There are plenty of laughs to be had from the micro-targeting story and Diane having a rare old time running rings around Judge Trig Mullaney, but it’s the more serious stuff which has the most impact this week. Christine Baranski is magnificent, the look on her silent face during the courtroom scenes in particular saying more than reams of dialogue could. And Nyambi Nyambi and Delroy Lindo are terrific too in a confrontation between Jay and Adrian teeming with suppressed rage.
If I have one quibble, it’s that the show might be in danger of falling into
Clarissa Marissa Explains It All territory – the same character magically coming up with the answer every week became a real problem for The Good Wife and Kalinda the Magic Sexpot. Since Marissa is much funnier and much sunnier than the morose Kalinda ever was, though, and watching her solve problems is always a delight, I don’t think I’ve really got anything to complain about.
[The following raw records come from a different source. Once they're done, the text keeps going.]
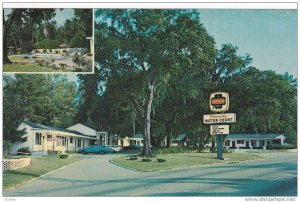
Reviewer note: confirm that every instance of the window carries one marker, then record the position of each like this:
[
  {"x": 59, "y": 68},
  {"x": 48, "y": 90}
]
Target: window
[
  {"x": 59, "y": 143},
  {"x": 38, "y": 139}
]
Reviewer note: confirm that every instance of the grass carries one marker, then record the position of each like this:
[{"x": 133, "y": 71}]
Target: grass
[
  {"x": 38, "y": 167},
  {"x": 181, "y": 160},
  {"x": 27, "y": 67}
]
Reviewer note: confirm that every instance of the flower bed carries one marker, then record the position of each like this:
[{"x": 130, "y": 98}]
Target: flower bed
[{"x": 12, "y": 164}]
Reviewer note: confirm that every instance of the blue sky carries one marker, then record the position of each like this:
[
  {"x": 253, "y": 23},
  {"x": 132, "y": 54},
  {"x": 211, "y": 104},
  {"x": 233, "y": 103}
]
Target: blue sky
[
  {"x": 62, "y": 15},
  {"x": 269, "y": 36}
]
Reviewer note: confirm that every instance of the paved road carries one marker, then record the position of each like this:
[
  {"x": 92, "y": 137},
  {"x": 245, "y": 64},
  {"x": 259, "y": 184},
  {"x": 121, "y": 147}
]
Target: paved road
[{"x": 275, "y": 175}]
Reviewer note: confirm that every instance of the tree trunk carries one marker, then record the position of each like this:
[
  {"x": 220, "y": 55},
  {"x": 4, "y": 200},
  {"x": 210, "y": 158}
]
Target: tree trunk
[
  {"x": 5, "y": 45},
  {"x": 169, "y": 136},
  {"x": 6, "y": 29},
  {"x": 147, "y": 117}
]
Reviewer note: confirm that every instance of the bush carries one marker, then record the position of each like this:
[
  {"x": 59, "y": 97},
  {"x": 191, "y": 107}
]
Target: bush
[
  {"x": 146, "y": 160},
  {"x": 171, "y": 150},
  {"x": 279, "y": 147},
  {"x": 24, "y": 151},
  {"x": 6, "y": 147},
  {"x": 63, "y": 156},
  {"x": 47, "y": 44},
  {"x": 133, "y": 158},
  {"x": 225, "y": 150},
  {"x": 161, "y": 160}
]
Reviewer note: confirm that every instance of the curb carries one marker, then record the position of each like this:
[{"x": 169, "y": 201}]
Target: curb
[
  {"x": 116, "y": 164},
  {"x": 36, "y": 178}
]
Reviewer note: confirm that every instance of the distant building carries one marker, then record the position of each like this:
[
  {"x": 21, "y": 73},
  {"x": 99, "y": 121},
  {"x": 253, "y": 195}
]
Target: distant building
[
  {"x": 101, "y": 138},
  {"x": 250, "y": 141},
  {"x": 41, "y": 139},
  {"x": 137, "y": 139},
  {"x": 179, "y": 140}
]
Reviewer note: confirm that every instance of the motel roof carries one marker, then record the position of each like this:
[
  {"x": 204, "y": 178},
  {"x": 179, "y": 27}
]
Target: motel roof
[
  {"x": 253, "y": 136},
  {"x": 43, "y": 127}
]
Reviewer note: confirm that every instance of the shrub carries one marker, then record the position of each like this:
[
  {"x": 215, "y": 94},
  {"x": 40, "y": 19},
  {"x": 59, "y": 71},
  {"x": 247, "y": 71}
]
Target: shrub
[
  {"x": 63, "y": 156},
  {"x": 225, "y": 150},
  {"x": 24, "y": 151},
  {"x": 133, "y": 158},
  {"x": 161, "y": 160},
  {"x": 279, "y": 147},
  {"x": 171, "y": 150},
  {"x": 6, "y": 147},
  {"x": 146, "y": 160}
]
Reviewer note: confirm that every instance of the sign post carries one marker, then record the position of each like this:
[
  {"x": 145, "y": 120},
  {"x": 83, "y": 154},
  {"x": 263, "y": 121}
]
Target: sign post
[
  {"x": 219, "y": 102},
  {"x": 220, "y": 142}
]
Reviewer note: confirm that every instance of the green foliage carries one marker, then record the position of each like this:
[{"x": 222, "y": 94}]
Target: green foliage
[
  {"x": 225, "y": 150},
  {"x": 171, "y": 150},
  {"x": 24, "y": 151},
  {"x": 63, "y": 156},
  {"x": 133, "y": 158},
  {"x": 146, "y": 160},
  {"x": 47, "y": 44},
  {"x": 161, "y": 160},
  {"x": 6, "y": 147},
  {"x": 279, "y": 147}
]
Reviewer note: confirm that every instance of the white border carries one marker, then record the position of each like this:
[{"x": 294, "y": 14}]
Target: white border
[{"x": 157, "y": 5}]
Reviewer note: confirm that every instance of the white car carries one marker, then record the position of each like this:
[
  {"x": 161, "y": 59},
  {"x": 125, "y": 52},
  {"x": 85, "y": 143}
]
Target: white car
[{"x": 115, "y": 148}]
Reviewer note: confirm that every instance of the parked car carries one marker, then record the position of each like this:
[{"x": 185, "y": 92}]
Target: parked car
[
  {"x": 95, "y": 149},
  {"x": 115, "y": 148},
  {"x": 132, "y": 147}
]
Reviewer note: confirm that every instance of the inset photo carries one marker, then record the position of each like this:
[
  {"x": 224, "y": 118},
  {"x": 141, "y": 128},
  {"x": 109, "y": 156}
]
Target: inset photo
[{"x": 48, "y": 40}]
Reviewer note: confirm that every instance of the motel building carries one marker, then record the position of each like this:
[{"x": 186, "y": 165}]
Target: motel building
[
  {"x": 41, "y": 139},
  {"x": 252, "y": 141}
]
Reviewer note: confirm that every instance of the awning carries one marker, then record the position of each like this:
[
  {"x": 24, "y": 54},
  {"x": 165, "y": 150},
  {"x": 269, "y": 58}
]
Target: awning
[{"x": 54, "y": 139}]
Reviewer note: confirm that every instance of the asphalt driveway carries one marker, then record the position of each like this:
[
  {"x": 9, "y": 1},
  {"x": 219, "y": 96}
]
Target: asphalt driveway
[{"x": 275, "y": 175}]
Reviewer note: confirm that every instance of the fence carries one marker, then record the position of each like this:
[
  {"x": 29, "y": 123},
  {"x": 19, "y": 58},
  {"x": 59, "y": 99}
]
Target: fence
[{"x": 12, "y": 164}]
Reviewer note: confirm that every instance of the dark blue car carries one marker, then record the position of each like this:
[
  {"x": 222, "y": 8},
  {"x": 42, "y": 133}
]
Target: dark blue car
[{"x": 97, "y": 149}]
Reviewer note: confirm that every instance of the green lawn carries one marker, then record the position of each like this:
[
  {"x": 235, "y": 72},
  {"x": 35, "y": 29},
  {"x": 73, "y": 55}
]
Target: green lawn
[
  {"x": 27, "y": 67},
  {"x": 181, "y": 160},
  {"x": 38, "y": 167}
]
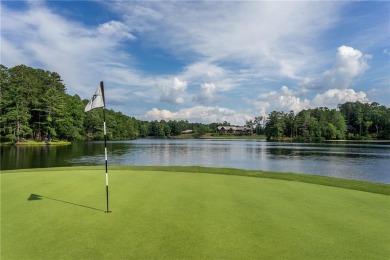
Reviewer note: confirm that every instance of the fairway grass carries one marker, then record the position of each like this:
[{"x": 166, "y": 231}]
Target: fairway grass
[{"x": 187, "y": 213}]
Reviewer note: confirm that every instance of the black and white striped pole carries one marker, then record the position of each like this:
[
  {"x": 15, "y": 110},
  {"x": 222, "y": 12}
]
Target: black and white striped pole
[
  {"x": 105, "y": 143},
  {"x": 98, "y": 100}
]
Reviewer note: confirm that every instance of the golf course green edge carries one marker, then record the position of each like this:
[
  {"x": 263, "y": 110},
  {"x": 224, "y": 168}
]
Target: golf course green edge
[
  {"x": 190, "y": 213},
  {"x": 380, "y": 188}
]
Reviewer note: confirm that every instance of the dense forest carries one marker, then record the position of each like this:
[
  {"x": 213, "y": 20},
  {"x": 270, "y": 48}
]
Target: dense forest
[
  {"x": 352, "y": 120},
  {"x": 34, "y": 105}
]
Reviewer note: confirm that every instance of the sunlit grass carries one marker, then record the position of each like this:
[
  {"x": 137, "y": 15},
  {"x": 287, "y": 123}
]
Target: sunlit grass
[{"x": 180, "y": 212}]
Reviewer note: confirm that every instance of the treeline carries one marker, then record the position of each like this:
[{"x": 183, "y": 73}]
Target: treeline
[
  {"x": 34, "y": 105},
  {"x": 352, "y": 120}
]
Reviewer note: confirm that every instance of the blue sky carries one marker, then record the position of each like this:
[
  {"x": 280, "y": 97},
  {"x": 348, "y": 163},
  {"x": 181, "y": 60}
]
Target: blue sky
[{"x": 206, "y": 61}]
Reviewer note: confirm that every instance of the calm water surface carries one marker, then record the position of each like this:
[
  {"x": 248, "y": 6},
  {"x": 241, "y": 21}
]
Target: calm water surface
[{"x": 360, "y": 161}]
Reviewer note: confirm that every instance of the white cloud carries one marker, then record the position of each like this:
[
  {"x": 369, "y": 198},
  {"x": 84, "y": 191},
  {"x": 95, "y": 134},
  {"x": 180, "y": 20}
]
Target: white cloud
[
  {"x": 201, "y": 114},
  {"x": 116, "y": 29},
  {"x": 283, "y": 100},
  {"x": 174, "y": 92},
  {"x": 207, "y": 92},
  {"x": 333, "y": 97},
  {"x": 246, "y": 33},
  {"x": 350, "y": 63},
  {"x": 80, "y": 54}
]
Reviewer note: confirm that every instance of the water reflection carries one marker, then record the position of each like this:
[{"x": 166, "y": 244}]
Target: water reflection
[{"x": 346, "y": 160}]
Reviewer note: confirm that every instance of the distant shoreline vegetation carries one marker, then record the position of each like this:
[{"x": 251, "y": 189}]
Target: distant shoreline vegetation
[{"x": 34, "y": 106}]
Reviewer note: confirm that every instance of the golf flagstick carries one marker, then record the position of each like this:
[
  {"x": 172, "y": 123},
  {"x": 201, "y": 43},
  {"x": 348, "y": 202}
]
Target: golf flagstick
[
  {"x": 99, "y": 101},
  {"x": 105, "y": 143}
]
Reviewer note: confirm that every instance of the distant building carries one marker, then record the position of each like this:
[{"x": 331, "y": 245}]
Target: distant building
[
  {"x": 187, "y": 131},
  {"x": 238, "y": 130}
]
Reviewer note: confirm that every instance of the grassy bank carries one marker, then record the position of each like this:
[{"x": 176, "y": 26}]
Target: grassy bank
[
  {"x": 187, "y": 212},
  {"x": 36, "y": 143},
  {"x": 218, "y": 136}
]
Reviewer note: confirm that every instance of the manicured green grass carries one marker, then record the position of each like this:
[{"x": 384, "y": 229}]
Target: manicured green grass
[{"x": 180, "y": 212}]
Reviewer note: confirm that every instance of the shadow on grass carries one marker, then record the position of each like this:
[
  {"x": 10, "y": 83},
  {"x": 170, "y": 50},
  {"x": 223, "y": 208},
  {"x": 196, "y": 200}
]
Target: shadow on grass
[{"x": 40, "y": 197}]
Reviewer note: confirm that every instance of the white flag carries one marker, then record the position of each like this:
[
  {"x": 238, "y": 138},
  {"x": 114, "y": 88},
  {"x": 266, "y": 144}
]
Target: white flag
[{"x": 96, "y": 101}]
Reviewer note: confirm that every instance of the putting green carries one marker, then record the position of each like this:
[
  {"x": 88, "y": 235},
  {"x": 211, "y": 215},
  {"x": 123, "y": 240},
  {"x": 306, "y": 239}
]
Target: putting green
[{"x": 59, "y": 214}]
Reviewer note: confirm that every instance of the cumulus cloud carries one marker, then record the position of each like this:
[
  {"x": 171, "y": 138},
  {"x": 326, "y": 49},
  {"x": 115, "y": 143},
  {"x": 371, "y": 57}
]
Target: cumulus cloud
[
  {"x": 283, "y": 100},
  {"x": 201, "y": 114},
  {"x": 350, "y": 63},
  {"x": 333, "y": 97},
  {"x": 207, "y": 92},
  {"x": 116, "y": 29},
  {"x": 174, "y": 93},
  {"x": 80, "y": 54}
]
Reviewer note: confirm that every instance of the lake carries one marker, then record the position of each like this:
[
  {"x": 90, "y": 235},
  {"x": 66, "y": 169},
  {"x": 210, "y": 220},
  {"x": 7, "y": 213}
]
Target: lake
[{"x": 350, "y": 160}]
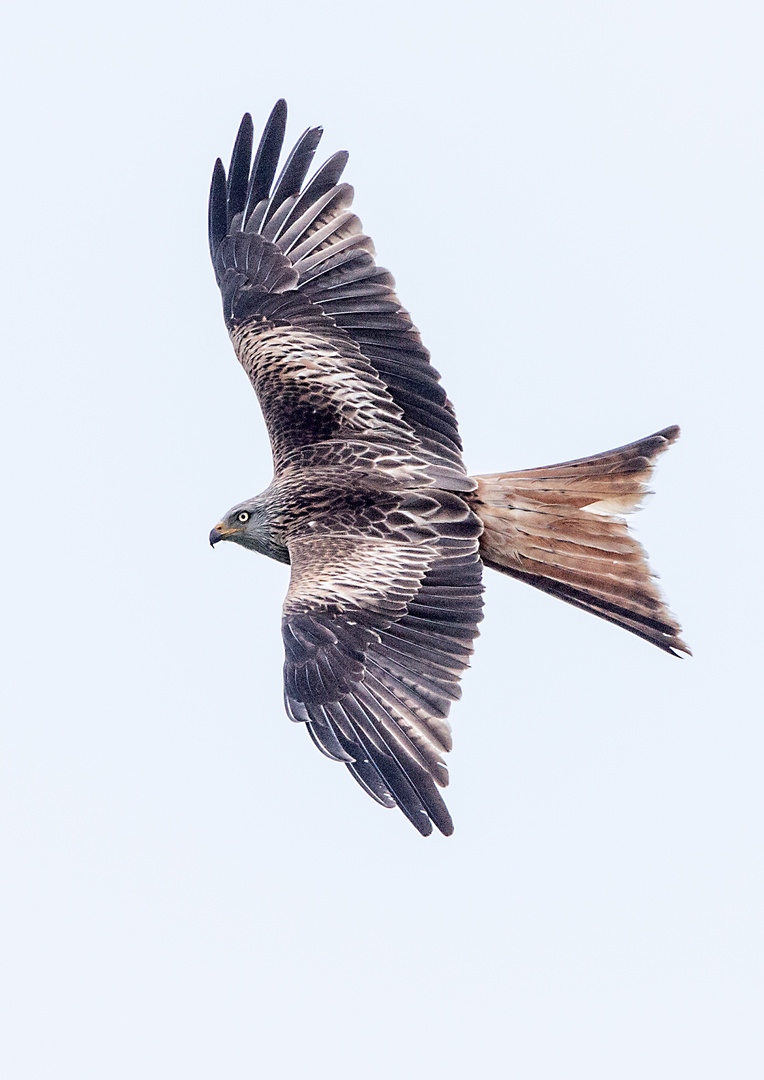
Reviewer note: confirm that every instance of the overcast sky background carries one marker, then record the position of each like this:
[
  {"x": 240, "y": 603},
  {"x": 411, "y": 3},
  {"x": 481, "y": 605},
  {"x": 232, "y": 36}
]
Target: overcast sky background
[{"x": 570, "y": 196}]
If this week’s TGF doesn’t quite hit last week’s heady heights for me, it comes very close – it’s only because I don’t care about Maia’s love life and I don’t quite know yet what the show’s trying to say about Marissa’s that it falls short at all. Those quibbles aside, though, everything in the other two main stories – both political, both handled with aplomb – is as awesome as we’ve come to expect from The Good Fight.
The magnificent combination of Christine Baranski, Delroy Lindo, Audra McDonald and Michael Boatman is joined by tv royalty Margo Martindale as the visiting DNC rep, and the ensuing battles about the rights and wrongs and how-tos of impeachment are dazzling: as witty as they are smart, and as sharp and pointed as they are fantastic fun. And they manage to get an Avengers and Justice League reference in there, which makes one half of unpopcult very pleased indeed. Heh.
As the partners duke it out in the conference room, meanwhile, Lucca is pulled into a different political campaign entirely with Colin’s unstoppable mum successfully luring her into his run for Congress. (I really like Colin – have I mentioned that?) Running for office storylines could sometimes be a mixed bag for The Good Wife – when they worked, they worked brilliantly; when they didn’t, we got Alicia’s campaign for DA – so it’s maybe too early to say how this one will pan out. But on the strength of this first outing, with the intriguing, amusing political director; the hilariously shameless Francesca; and a singing rabbit reminding me of this, it’s all looking pretty great so far. Maia’s love-life or not, “Day 450” is superb.